表 9: ImageNet-1K 上的 Top-1 准确率。
| 模型 | 额外数据 | 图像尺寸 | ImageNet |
|---|---|---|---|
| 使用额外私有图像标签数据 | |||
| SwinV2-G [LHL+21] | IN-22K-ext-70M | 640² | 90.2 |
| ViT-G [ZKHB21] | JFT-3B | 518² | 90.5 |
| CoAtNet-7 [DLLT21] | JFT-3B | 512² | 90.9 |
| Model Soups [WIG+22] | JFT-3B | 500² | 91.0 |
| CoCa [YWV+22] | JFT-3B | 576² | 91.0 |
| 仅使用公开图像标签数据 | |||
| BE1T [BDPW22] | IN-21K | 512² | 88.6 |
| CoAtNet-4 [DLLT21] | IN-21K | 512² | 88.6 |
| MaxViT [TTZ+22] | IN-21K | 512² | 88.7 |
| MViTv2 [LWF+22] | IN-21K | 512² | 88.8 |
| FD-CLIP [WHX+22] | IN-21K | 336² | 89.0 |
| BE1T-3 | IN-21K | 336² | 89.6 |
4 Conclusion
4 结论
In this paper, we present BEIT-3, a general-purpose multimodal foundation model, which achieves state-of-the-art performance across a wide range of vision and vision-language benchmarks. The key idea of BEIT-3 is that image can be modeled as a foreign language, so that we can conduct masked “language” modeling over images, texts, and image-text pairs in a unified way. We also demonstrate that Multiway Transformers can effectively model different vision and vision-language tasks, making it an intriguing option for general-purpose modeling. BEIT-3 is simple and effective, and is a promising direction for scaling up multimodal foundation models. For future work, we are working on pre training multilingual BEIT-3 and including more modalities (e.g., audio) in BEIT-3 to facilitate the cross-lingual and cross-modality transfer, and advance the big convergence of large-scale pre training across tasks, languages, and modalities. We are also interested in enabling in-context learning capability for multimodal foundation models by combining the strength of BEIT-3 and MetaLM $[\bar{\mathrm{HSD}}^{+}22]$ .

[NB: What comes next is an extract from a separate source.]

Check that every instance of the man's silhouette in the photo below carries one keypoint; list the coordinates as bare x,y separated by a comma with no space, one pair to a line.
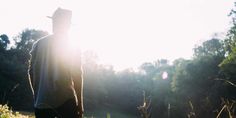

本文提出了一种通用多模态基础模型BEIT-3,该模型在广泛的视觉与视觉-语言基准测试中实现了最先进的性能。BEIT-3的核心思想是将图像建模为一种外语,从而能以统一方式对图像、文本和图文对进行掩码"语言"建模。我们还证明了Multiway Transformers能有效建模不同视觉与视觉-语言任务,使其成为通用建模的理想选择。BEIT-3简单高效,为扩展多模态基础模型提供了有前景的方向。未来工作将聚焦于预训练多语言版BEIT-3,并纳入更多模态(如音频)以实现跨语言跨模态迁移,推动跨任务、跨语言、跨模态的大规模预训练大融合。我们还将结合BEIT-3与MetaLM $[\bar{\mathrm{HSD}}^{+}22]$ 的优势,探索多模态基础模型的上下文学习能力。